先週の日曜日、掃除洗濯ツイッターをしていたときにふと見つけた、バーチャル劇団まぼろし座第3回公演、 VR演劇「Virus」と、VRChatで開催されたミュージックフェス「VIRTUAL FESTIVAL 2018(通称:バチャフェス)」に視聴者として参加してました。


VRコンテンツ盛りだくさんの東京ゲームショウも開催されてたのに、同じ日にこれやってるのやばくないですか?

なおもう一つ、VR個展「1%の仮想」も開催されていたようですが、すみませんこちらは行けませんでした。

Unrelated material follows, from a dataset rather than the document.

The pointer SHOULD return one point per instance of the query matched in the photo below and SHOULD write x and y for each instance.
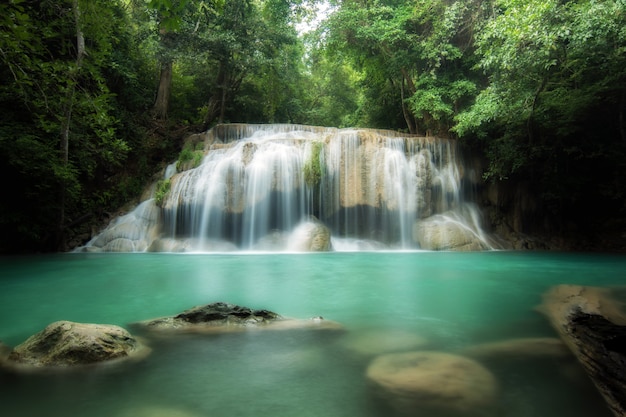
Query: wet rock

要領が悪かった。


さて、以前VRChatが、現実世界における認識を変えてくれたという主旨のブログを書きましたが、今回は少し違う視点から価値観の変化を感じたので、それを記録しようと思います。

大まかに書くと、これまでVRChatで自ら様々な場に身を運んでいくことで、別の世界も見てみたいという欲求が強くなり、リアルワールドでの行動の動機付けがされていたのですが、今回は視聴者という受け取り手の立場からイベントを観ることで、バーチャル空間ならではのスケールや、バーチャルにおける自分のあり方というものを考えさせられた、という話です。


Virusについて

Virusとは...?そのストーリーとは?脚本に込められた筆者の気持ちは...?とかを論じるつもりはありません。というか以下です。早く体験してください。

このVR演劇が他の視聴型コンテンツと違うところは、やはりVRならではの登場人物がいる空間に同居しているような点や、遠目のスクリーンではなく非常に近い距離で、それこそ足元くらいの位置で生じるエフェクトだったりによって、自分の身に起こっている出来事として錯覚しながらパフォーマンスを楽しめる点でしょうか。キャラクターが驚く場面で自分が普通に驚いてしまい、その場を自分ごととして捉えることができます。

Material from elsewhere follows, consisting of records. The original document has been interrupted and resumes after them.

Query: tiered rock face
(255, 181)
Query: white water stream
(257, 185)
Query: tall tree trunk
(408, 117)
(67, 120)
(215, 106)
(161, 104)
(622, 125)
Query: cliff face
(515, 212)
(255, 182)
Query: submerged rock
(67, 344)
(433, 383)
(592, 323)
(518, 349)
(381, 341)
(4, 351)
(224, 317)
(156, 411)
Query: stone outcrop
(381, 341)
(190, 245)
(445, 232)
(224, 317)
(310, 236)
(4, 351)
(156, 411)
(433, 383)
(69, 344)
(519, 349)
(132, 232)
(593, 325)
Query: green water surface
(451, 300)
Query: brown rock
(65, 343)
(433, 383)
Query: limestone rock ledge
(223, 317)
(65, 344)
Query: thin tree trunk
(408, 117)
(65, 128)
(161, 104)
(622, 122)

また、場面転換の手法として、自分自身がステージから距離を置きつつ移動し、別のシーンにシームレスに移動するというものがありました。これは通常の演劇で見られる回り舞台とはもう1次元高く、Z軸方向にも座標移動していくことで、より目の前の舞台を一個の世界、箱庭のようなものとして捉えることを可能にしています。

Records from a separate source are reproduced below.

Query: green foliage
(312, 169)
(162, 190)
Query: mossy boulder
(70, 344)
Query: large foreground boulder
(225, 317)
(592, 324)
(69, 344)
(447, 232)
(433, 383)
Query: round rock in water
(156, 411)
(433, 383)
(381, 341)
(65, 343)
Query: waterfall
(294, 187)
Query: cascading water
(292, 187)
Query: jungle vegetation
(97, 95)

個人的に楽しめた点は、ストーリーもそうですが、製作者の方が手法をこらすなかで、自分の視聴スタンスが「その場にいるかのような主体的視点」と「箱庭を眺める第三者的視点」を往き来していることに気づいたことでした。

これは、VRでの体験をよく表現するのに使われる、「没入感」という単語で表わそうとすると、単語の表現力が、表そうとしている事象の多面性に負けてしまう稀有な事例ではないでしょうか。


バチャフェスについて

Virusの興奮冷めやらぬまますぐにバチャフェスに向かいました。「まったくよぉ、世界が俺を休ませてくれねえな〜(最上のイキり)」 って感じの顔をしながらVRChatのセットアップしてた気がしてて、だいぶ気持ち悪かったと確信してます。

バチャフェスはVRChatでの開催でして、招待制のワールドとサテライト中継のワールド、あとYouTubeでの動画配信がありましたが、僕はサテライトの方で参加しました。これも努力が足りない。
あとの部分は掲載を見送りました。